🤖 AI Summary
This work addresses the privacy risks posed by gradient leakage in quantum federated learning and investigates the practical overhead of fully homomorphic encryption (FHE) as a mitigation strategy. For the first time, we integrate the CKKS FHE scheme into a federated learning framework to protect parameters of quantum machine learning models—specifically quantum convolutional neural networks (QCNNs)—and apply this approach to brain tumor classification using MRI images. Through systematic experiments, we evaluate the computational, memory, and communication overheads introduced by FHE, revealing a critical trade-off between privacy preservation and model performance: reducing model parameter precision alleviates overhead but degrades classification accuracy, thereby highlighting the inherent tension among privacy, efficiency, and model complexity.
📝 Abstract
Quantum Federated Learning (QFL) enables distributed training of Quantum Machine Learning (QML) models by sharing model gradients instead of raw data.
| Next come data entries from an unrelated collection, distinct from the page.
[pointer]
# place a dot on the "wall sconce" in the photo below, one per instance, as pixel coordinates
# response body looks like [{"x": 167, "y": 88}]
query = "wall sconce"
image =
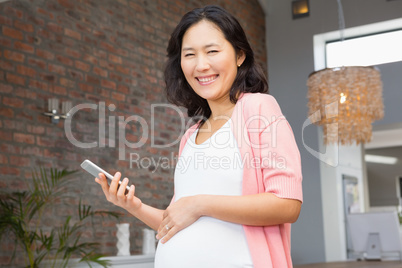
[
  {"x": 53, "y": 107},
  {"x": 300, "y": 9}
]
However, these gradients can still expose sensitive user information. To enhance privacy, homomorphic encryption of parameters has been proposed as a solution in QFL and related frameworks. In this work, we evaluate the overhead introduced by Fully Homomorphic Encryption (FHE) in QFL setups and assess its feasibility for real-world applications. We implemented various QML models including a Quantum Convolutional Neural Network (QCNN) trained in a federated environment with parameters encrypted using the CKKS scheme. This work marks the first QCNN trained in a federated setting with CKKS-encrypted parameters. Models of varying architectures were trained to predict brain tumors from MRI scans. The experiments reveal that memory and communication overhead remain substantial, making FHE challenging to deploy. Minimizing overhead requires reducing the number of model parameters, which, however, leads to a decline in classification performance, introducing a trade-off between privacy and model complexity.